Opening number tonight (with shades of Wild Wood era Paul Weller and perhaps a snatch of Dire Straits ‘Sultans of Swing’), ‘Tear Down the Walls’ started off well enough, a nice chugging riff and Davy’s ‘older than his years’ vocals. Then. Then...well...then we got nothing less than a spine tingling display of guitar playing that prompted my other half (who’s been to the odd thousand or so gigs over the last twenty years) to ask whether he was playing a ‘special’ guitar? Nope. The guitar’s normal, it’s the talent that’s special. I never saw Hendrix or Clapton live. Sure there’s loads of footage out there but you can’t capture the atmosphere, the crackle in the air that you get with a truly awesome live performance but, judging as best I can, and putting aside all emotion...hmmm...I reckon Davy’s THAT good.
Incredibly this was his first visit to Birmingham and his UK tours are all too rare (he’s based in the US at the moment) so he seemed pretty humbled by the turn out. The three blokes behind me seemed to be following him on all of his four dates...can’t say I blame them really. Although most of the songs followed the same pattern (verse, chorus, guitar solo...people swooning open mouthed...verse, chorus etc) I could’ve watched him forever.
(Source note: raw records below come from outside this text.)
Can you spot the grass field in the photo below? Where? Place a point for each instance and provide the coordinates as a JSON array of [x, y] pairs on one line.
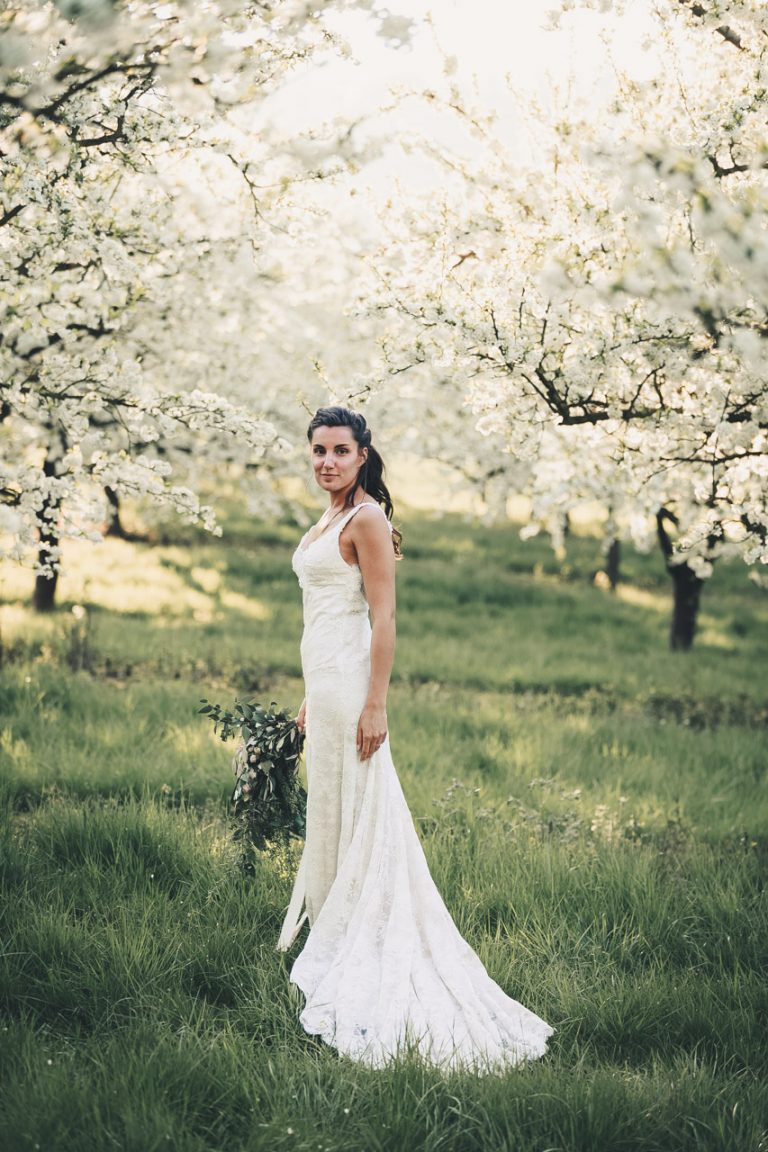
[[593, 809]]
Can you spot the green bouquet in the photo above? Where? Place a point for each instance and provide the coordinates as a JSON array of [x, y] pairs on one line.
[[268, 801]]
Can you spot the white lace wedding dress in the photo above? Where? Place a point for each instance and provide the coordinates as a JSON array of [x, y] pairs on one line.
[[383, 963]]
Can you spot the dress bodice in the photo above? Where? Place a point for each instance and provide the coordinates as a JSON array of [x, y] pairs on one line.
[[336, 627]]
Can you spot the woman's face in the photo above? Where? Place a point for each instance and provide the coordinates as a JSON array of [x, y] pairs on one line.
[[336, 457]]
How he teased some of the sounds from that instrument I’ll never know, I’m sure he has 8 fingers on his left hand...that’s the only logical explanation...perhaps, in good ‘ol blues tradition, he’s sold his soul to the devil? Despite the talent here’s absolutely no ego there at all though. During a sublime solo in the middle of ‘Come Home’ someone’s mobile ‘phone went off (yes, I know, as Quentin Crisp so wisely observed, “other people are a mistake”), Davy gave a wry smile and carried on playing. At the end of the song he even made a joke of it, “Hey, I thought it was right in tune”. Bless him.
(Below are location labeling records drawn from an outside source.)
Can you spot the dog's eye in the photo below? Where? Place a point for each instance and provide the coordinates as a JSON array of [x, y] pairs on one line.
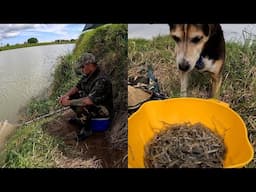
[[196, 39], [176, 39]]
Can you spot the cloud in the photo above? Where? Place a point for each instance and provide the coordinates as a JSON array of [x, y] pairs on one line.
[[14, 30]]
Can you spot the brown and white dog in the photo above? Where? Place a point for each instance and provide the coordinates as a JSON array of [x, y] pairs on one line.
[[200, 46]]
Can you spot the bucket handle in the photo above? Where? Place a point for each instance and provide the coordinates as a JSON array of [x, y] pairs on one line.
[[224, 104]]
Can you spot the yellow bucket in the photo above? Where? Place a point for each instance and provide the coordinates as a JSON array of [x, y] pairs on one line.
[[215, 114]]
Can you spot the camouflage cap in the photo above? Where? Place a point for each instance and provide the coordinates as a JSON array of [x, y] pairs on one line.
[[86, 58]]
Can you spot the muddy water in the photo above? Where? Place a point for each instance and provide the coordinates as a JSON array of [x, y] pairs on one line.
[[24, 73]]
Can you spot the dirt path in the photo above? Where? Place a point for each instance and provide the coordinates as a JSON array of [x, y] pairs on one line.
[[96, 146]]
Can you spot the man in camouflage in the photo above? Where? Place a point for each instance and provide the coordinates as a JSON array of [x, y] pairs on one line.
[[91, 97]]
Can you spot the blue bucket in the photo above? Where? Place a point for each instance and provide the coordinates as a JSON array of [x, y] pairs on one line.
[[99, 124]]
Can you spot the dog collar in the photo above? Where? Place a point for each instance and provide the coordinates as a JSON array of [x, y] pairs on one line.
[[200, 63]]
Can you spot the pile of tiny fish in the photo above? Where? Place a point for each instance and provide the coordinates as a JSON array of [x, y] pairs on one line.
[[185, 146]]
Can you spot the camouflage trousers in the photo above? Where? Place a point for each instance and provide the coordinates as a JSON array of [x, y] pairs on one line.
[[85, 114]]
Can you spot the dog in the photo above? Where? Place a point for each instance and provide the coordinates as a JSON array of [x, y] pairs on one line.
[[200, 46]]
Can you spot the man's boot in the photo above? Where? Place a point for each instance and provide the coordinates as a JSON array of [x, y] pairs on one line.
[[84, 133]]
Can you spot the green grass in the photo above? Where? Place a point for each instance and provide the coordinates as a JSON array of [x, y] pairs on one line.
[[239, 75], [30, 147]]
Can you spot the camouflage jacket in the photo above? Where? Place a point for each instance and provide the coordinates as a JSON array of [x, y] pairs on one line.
[[98, 87]]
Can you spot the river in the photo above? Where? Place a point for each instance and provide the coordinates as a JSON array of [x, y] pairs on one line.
[[24, 73]]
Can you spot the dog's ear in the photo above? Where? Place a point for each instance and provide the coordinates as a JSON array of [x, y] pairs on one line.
[[213, 28], [171, 26]]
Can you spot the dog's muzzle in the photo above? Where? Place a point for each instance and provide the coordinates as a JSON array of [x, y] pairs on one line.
[[199, 63], [184, 66]]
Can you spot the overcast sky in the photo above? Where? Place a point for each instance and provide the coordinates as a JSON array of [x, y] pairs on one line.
[[19, 33]]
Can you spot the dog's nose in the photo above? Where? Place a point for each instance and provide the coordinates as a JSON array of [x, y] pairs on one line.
[[184, 66]]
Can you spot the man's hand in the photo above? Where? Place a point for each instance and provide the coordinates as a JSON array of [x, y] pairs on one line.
[[87, 101], [63, 97], [65, 101]]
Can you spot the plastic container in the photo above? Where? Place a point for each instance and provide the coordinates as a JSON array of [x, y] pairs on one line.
[[99, 124], [214, 114]]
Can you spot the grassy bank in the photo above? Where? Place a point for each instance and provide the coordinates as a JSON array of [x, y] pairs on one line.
[[30, 146], [239, 77], [17, 46]]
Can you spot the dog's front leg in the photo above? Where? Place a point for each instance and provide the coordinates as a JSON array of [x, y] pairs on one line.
[[184, 83], [216, 84]]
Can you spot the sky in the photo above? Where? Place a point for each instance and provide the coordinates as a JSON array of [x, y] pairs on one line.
[[20, 33]]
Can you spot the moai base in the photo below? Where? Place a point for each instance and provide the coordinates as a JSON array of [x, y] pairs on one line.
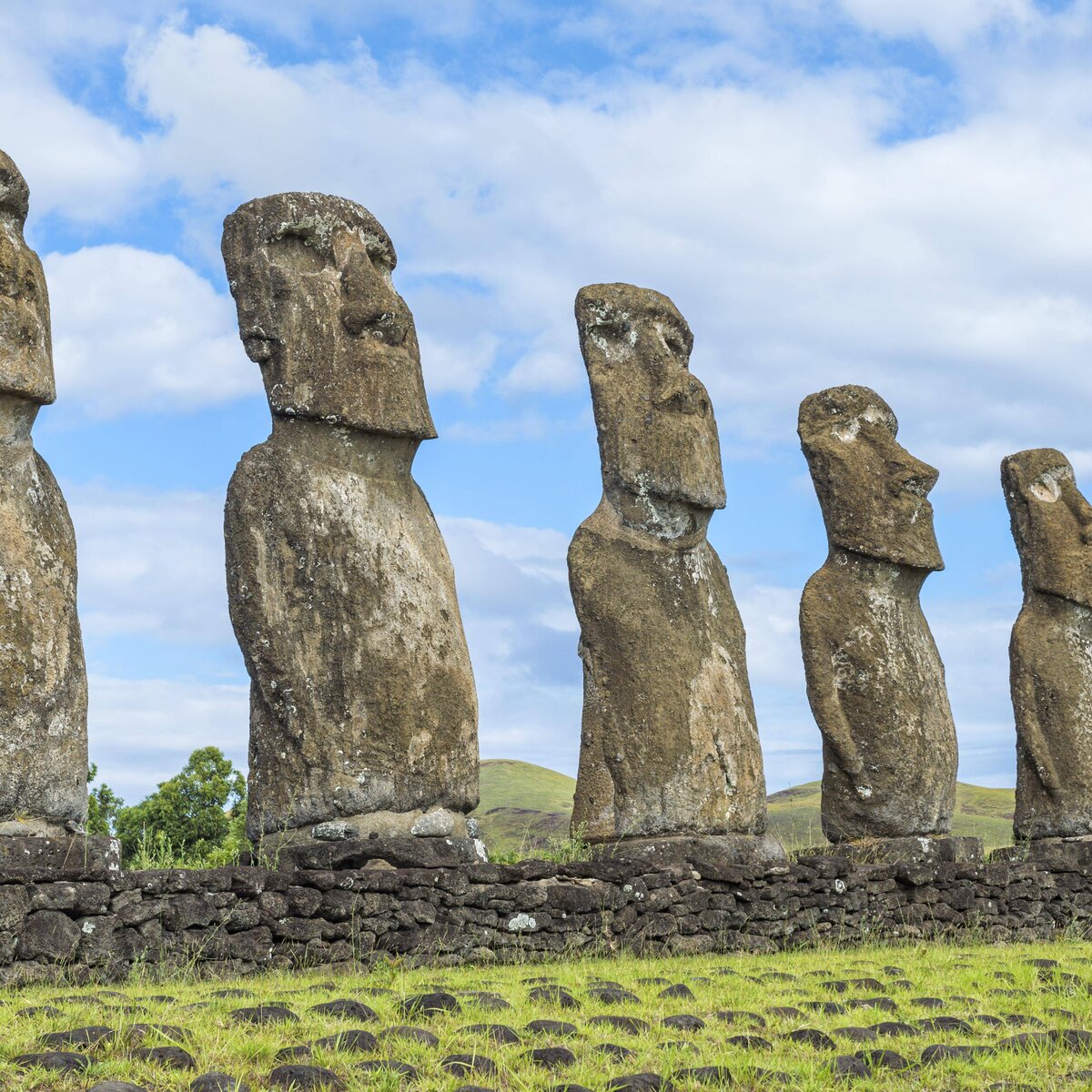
[[670, 752], [888, 851]]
Other (more intentional) highlights included a fine cover of CSN & Y’s ‘Almost Cut My Hair’, new track ‘Catch the Moon’ and ‘Coming Up For Air’ (the title track of his new album). Predictably the near capacity crowd didn’t want to let him go and he came on for his planned encore ‘Messin’ then happily gave us another (not included on the set list). Afterwards Davy and the band pulled up a table and sold CDs as well as signing everything shoved in front of them. Tellingly a number of grizzled old blues fans were in the queue, clutching bits of paper, drum sticks and plectrums grabbed from the stage like holy relics, which is quite apt really. Back in the day there was a saying amongst serious music fans - ‘Clapton is god’. Maybe he was, but now there’s a new messiah in town. Hallelujah.
Set List
Tear Down the Walls
Riverbed
Coming Up For Air
Outside Woman Blues
Worried Down With The Blues
Come Home
Catch The Moon
Searchin’
Almost Cut My Hair
Encore
Messin’
...plus one other that he didn’t introduce...and I can’t guess what it was...’cos I’m a bit crap
2 comments:
I did see Clapton live and yes, Davy Knowles is THAT good. Glad the word is getting out.
Cheers Gill. Good to know I wasn't going overboard! If there's any justice in his world Davy should be recognised as one of the greats. About time we added someone new to the guitarist's hall of fame eh?